Kavumu case: the key role of local actors
Despite threats and intimidations on behalf of those whom they disturb, the Congolese actors stood firm. Attorney Charles Cubaka Cicura is the spokesperson for the plaintiffs’ lawyers in the Kavumu trial. He gives us his account of the facts.
Can you tell us how the Kavumu case started?
The local actors are at the origin of the file because they are the ones who did the lobbying so the state and other international partners would get involved in the case. They are also the ones standing alongside victims of human rights violations. The situation is often too dangerous for victims to denounce their aggressors themselves because the risk of reprisal is too great. Therefore, the local actors take responsibility for denouncing and documenting the violations with which they are confronted.
In the DRC, we face multiple challenges with respect to investigations, logistical and financial means, transportation…This is why I believe that a collaboration with several partners is a step toward the success of a trial.
How serious were the threats against the witnesses during the trial?
The threats were very real. Several people had already been killed by Jeshi La Yesu (Jesus’ Army), Mr. Batumike’s militia. Men and women testified covered from head to toe. It was necessary because troublesome witnesses were being systematically executed. The murder of human rights defender Evariste Kasali Mbogo, who denounced the Kavumu crimes, is proof of that.

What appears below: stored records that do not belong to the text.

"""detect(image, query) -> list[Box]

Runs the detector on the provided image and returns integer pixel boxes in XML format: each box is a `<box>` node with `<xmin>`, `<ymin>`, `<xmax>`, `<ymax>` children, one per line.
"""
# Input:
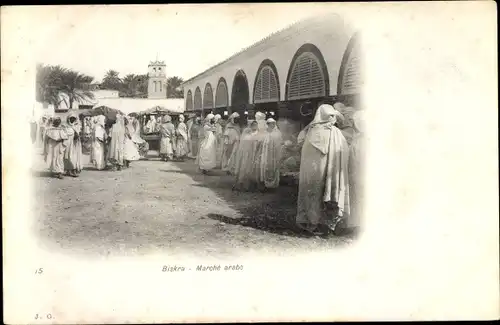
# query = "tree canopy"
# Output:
<box><xmin>36</xmin><ymin>64</ymin><xmax>185</xmax><ymax>105</ymax></box>
<box><xmin>99</xmin><ymin>70</ymin><xmax>184</xmax><ymax>98</ymax></box>
<box><xmin>36</xmin><ymin>64</ymin><xmax>95</xmax><ymax>109</ymax></box>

But there were many others…
Nevertheless, some people testified undisguised and I fear for their safety.
What about your safety? Did you feel that you were in danger at any time during the investigation or trial?
During the trial, we were primarily concerned that the militiamen would kick us out of the hotel where we were sleeping. But thank God that did not happen.
Being a lawyer is always risky. One never knows where the danger will come from. Before Kavumu, I had already been the target of several threats. But I stand firm and I have to accept the risks of the job. Ever since childhood, I have hated impunity and injustice. That is why I decided to become a lawyer – to do my part in the fight against impunity.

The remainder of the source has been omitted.